India's Christians are losing confidence in the government following an increase in tensions leading up to Christmas, according to the country's President of the Catholic Bishops' Conference.
Cardinal Baselios Cleemis told The Indian Express India was being 'polarised due to religious affiliations'.
He referred to the attack on priests from the seminary in Satna, Madhya Pradesh, who were conducting a carol service, and subsequent moves instigated by right-wing Hindu activists to charge them with forced conversion.
'From the point of Christian community, this whole incident of attack on priests and seminaries in Satna and the state government's move to file cases against the priests, arresting the poor and the innocent instead of finding the culprits, do not help us to keep our confidence in the government intact,' Cleemis said.
He had led a delegation to meet Home Minister Rajnath Singh and expressed the hope that justice would be done. He described the Satna incident: 'It was a pre-planned attack. The conversion allegation in Satna is baseless. The diocese does not get into conversion at all.'

A C Michael, the national coordinator of the United Christian Forum, said: 'We are afraid of Christmas this year. We anticipate more anti-Christian violence and harassment. The Indian constitution guarantees the freedom to practise and propagate religion to every citizen.The arrest of 32 seminarians for the simple reason that they were singing Christmas carols violates this basic right.
'The state should never target people because of their religious beliefs.'
In a separate incident, another nationalist organisation, the Hindu Jagran Manch, warned Christian schools against celebrating Christmas. It wrote to Christian-run schools in Aligarh, Uttar Pradesh, saying Christmas was 'essentially a ploy to lure and convert Hindu children'. According to the Brisbane Times, the organisation's local head Sonu Savita said that the warning against celebrating Christmas was not directed against Christians, but at a Christian festival being foisted upon Hindu children in their schools.

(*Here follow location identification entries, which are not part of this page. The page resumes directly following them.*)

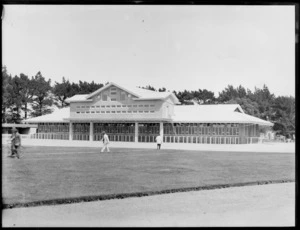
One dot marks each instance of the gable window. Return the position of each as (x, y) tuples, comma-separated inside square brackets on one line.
[(122, 98), (104, 98)]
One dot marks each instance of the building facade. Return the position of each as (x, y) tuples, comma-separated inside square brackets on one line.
[(139, 115)]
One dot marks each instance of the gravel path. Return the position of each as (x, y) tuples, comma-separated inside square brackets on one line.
[(261, 205)]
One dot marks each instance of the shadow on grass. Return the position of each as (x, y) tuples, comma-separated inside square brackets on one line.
[(135, 194)]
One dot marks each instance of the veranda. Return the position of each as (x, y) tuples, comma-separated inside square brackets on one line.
[(201, 133)]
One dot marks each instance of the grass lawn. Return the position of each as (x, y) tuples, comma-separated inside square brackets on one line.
[(46, 173)]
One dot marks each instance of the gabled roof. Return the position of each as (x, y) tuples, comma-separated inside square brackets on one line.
[(78, 97), (221, 113), (140, 94), (107, 86)]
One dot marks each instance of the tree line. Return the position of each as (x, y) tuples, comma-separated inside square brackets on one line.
[(24, 97)]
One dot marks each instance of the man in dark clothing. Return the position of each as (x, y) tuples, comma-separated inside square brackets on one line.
[(15, 143)]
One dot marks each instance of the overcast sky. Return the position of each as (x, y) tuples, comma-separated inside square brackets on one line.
[(177, 47)]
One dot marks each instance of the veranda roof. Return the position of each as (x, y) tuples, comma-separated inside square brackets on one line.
[(57, 116), (182, 114), (215, 114)]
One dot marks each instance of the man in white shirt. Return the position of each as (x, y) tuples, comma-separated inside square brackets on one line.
[(105, 142), (158, 141)]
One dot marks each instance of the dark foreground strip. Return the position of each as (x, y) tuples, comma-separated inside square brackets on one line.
[(136, 194)]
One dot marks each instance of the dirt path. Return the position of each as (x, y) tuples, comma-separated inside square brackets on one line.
[(262, 205)]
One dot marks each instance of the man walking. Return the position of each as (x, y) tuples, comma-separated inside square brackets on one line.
[(105, 142), (15, 143), (158, 141)]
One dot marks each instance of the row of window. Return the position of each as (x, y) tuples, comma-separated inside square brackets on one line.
[(118, 111), (111, 106)]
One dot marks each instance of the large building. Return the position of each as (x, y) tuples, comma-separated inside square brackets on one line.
[(139, 115)]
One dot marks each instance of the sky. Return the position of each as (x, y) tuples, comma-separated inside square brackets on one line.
[(179, 47)]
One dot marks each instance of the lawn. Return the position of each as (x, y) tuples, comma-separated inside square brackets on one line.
[(45, 173)]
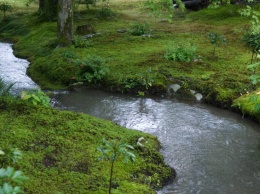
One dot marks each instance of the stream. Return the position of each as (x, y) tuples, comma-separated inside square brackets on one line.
[(212, 150)]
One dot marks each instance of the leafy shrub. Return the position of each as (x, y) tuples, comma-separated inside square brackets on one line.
[(4, 88), (36, 98), (177, 52), (4, 7), (92, 70), (216, 39), (112, 150), (79, 42), (9, 177), (256, 101), (255, 77), (138, 29), (105, 12)]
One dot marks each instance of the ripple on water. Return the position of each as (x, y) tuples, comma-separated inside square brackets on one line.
[(13, 70), (212, 150)]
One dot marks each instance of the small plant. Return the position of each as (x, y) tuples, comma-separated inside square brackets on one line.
[(256, 101), (184, 53), (112, 150), (255, 77), (92, 70), (253, 42), (36, 98), (79, 42), (4, 88), (216, 40), (4, 7), (105, 12), (138, 29), (9, 177), (146, 79)]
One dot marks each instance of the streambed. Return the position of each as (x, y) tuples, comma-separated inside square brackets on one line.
[(212, 150)]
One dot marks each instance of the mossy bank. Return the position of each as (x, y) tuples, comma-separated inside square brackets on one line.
[(136, 63), (60, 152)]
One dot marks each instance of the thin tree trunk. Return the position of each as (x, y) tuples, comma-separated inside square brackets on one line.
[(65, 22), (111, 176)]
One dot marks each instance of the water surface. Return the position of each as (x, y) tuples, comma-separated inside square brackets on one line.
[(212, 150)]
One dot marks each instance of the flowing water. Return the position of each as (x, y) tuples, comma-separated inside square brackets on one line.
[(13, 70), (212, 150)]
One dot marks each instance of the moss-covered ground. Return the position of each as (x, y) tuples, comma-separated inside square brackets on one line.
[(221, 79), (60, 152)]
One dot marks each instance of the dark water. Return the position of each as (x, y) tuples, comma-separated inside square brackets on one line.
[(212, 150)]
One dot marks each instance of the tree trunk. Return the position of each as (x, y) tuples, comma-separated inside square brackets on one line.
[(41, 6), (48, 9), (65, 22)]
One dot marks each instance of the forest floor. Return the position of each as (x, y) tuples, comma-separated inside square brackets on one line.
[(136, 64)]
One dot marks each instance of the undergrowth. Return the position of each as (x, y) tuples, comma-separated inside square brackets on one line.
[(60, 151)]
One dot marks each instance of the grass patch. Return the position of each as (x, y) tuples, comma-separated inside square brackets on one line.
[(60, 151)]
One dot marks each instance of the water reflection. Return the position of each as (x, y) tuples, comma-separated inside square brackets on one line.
[(213, 150), (13, 70)]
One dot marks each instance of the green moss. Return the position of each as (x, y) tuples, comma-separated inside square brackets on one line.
[(60, 151), (246, 104)]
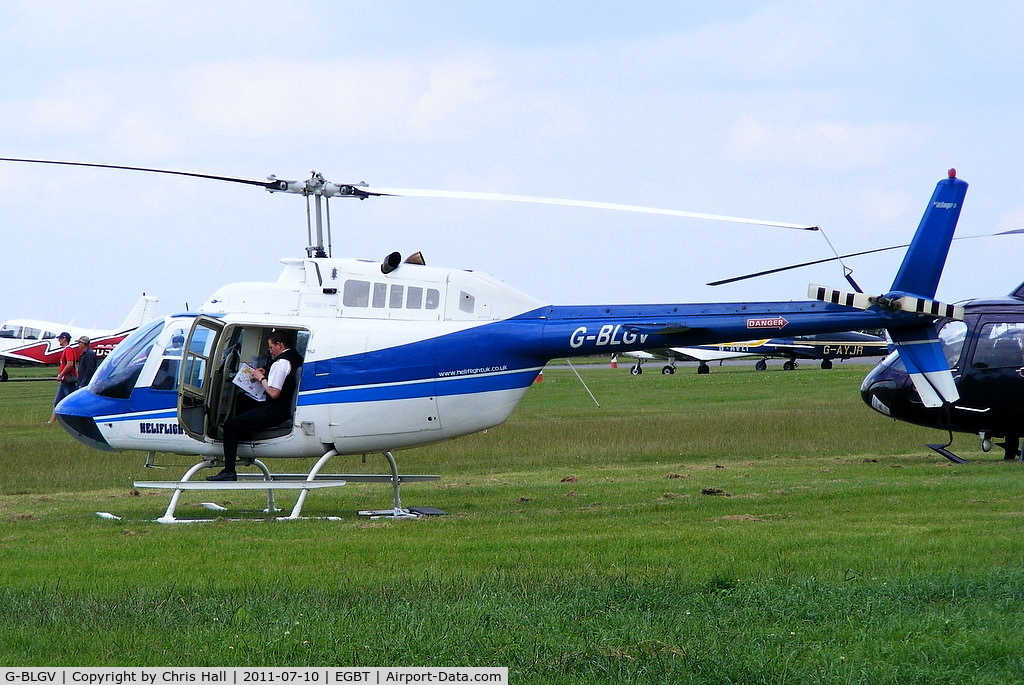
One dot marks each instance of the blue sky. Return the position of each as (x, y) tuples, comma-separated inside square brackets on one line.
[(837, 114)]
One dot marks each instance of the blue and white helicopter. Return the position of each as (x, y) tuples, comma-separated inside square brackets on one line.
[(398, 354)]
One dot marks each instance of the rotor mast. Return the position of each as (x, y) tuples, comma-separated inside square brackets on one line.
[(321, 190)]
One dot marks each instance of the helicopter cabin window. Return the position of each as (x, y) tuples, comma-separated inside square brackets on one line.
[(433, 298), (355, 294), (394, 302), (999, 346), (414, 298), (380, 295), (467, 302), (951, 336)]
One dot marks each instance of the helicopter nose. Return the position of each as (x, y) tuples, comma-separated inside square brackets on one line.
[(76, 414), (84, 430)]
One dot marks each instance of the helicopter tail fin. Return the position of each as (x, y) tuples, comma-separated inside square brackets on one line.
[(922, 353), (912, 291), (140, 313), (919, 274)]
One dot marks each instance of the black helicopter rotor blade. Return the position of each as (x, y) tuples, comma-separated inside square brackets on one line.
[(268, 184), (852, 254)]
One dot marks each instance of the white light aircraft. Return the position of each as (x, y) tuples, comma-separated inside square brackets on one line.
[(398, 354), (32, 341), (824, 347)]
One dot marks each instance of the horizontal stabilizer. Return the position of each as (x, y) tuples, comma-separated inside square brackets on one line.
[(914, 305), (855, 300)]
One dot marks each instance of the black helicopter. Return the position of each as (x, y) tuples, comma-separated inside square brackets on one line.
[(985, 352)]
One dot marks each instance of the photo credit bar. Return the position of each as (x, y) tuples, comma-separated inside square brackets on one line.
[(252, 676)]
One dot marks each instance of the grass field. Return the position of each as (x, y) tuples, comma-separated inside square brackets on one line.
[(737, 527)]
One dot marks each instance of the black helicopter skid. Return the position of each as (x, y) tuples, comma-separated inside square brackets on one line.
[(293, 481), (942, 450)]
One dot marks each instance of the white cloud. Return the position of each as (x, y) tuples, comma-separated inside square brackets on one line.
[(821, 145)]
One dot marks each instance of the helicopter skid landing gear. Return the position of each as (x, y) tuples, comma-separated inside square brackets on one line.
[(295, 481), (941, 450)]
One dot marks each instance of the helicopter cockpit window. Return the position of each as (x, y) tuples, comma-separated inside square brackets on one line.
[(999, 346), (951, 336), (117, 375), (355, 294), (166, 376)]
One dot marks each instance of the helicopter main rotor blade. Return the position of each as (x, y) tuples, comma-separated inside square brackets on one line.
[(500, 197), (852, 254), (317, 185), (268, 184)]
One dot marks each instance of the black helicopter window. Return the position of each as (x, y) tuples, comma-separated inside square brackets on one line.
[(356, 294), (952, 335), (467, 302), (396, 294), (433, 298), (380, 295), (999, 346)]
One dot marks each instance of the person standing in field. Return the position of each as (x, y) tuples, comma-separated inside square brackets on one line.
[(67, 373), (86, 361)]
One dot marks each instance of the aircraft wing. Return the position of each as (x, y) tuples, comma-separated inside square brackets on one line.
[(707, 353)]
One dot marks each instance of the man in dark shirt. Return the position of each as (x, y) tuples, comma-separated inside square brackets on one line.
[(280, 383)]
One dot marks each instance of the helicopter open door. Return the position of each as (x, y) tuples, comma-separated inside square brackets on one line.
[(214, 352), (201, 374)]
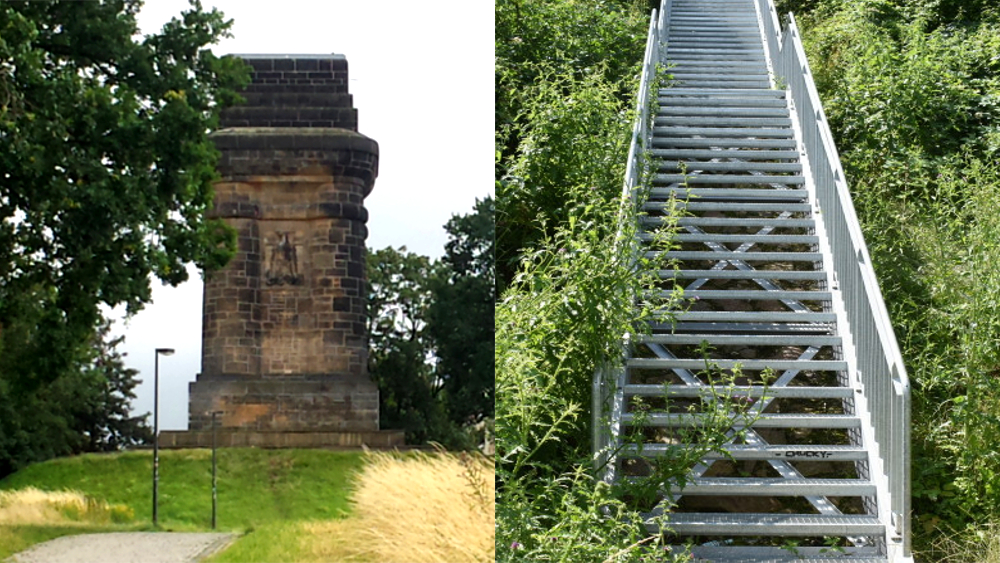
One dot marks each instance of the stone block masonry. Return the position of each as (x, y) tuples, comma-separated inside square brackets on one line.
[(284, 343)]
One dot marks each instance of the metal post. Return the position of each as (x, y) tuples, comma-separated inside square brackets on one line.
[(215, 498), (156, 427)]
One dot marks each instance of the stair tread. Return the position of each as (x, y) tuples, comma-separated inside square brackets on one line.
[(649, 389), (729, 340), (829, 421), (743, 274), (760, 554), (774, 524), (785, 452), (776, 486), (830, 365)]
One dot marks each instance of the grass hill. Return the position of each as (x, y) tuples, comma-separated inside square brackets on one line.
[(301, 505)]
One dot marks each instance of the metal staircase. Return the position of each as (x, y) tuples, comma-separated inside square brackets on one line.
[(783, 302)]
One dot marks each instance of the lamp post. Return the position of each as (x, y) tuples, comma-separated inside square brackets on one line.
[(156, 425)]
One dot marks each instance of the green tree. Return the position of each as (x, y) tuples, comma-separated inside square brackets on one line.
[(106, 165), (400, 352), (460, 319)]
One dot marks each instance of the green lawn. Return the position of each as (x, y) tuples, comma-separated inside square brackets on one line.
[(258, 490)]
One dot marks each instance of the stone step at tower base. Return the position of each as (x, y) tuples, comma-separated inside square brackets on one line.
[(284, 342)]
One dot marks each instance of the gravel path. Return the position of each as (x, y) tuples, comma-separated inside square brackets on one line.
[(126, 547)]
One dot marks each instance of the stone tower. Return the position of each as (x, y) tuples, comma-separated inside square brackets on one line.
[(284, 331)]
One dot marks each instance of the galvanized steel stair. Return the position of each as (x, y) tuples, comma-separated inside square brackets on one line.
[(754, 264)]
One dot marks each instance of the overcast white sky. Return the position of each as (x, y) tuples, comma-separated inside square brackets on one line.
[(421, 74)]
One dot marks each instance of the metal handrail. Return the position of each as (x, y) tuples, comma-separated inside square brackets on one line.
[(607, 378), (880, 367)]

'No school has a majority of Christian students. So why do these schools where Hindus are in a majority celebrate Christmas?' he asked.
The Manch campaigns to 'return' Muslims and Christians to Hinduism, which it regards as the authentic religion of India, and promotes controversial 'ghar wapsi' ceremonies marking reconversion.
Hindu nationalism has been on the rise in India, officially a secular state, with the ideology explicitly espoused by the ruling Bharatiya Janata Party (BJP). Both Christians and Muslims have been targets of violence and attempts to enforce conformity or conversion. Incidents of 'cow vigilantism' in which non-Hindus have been beaten or killed for butchering the animal sacred to Hindus have increased, and scare stories around so-called 'love jihad', in which Muslim men are alleged to target young Hindu girls for marriage and conversion to Islam, are a staple in right-wing rhetoric.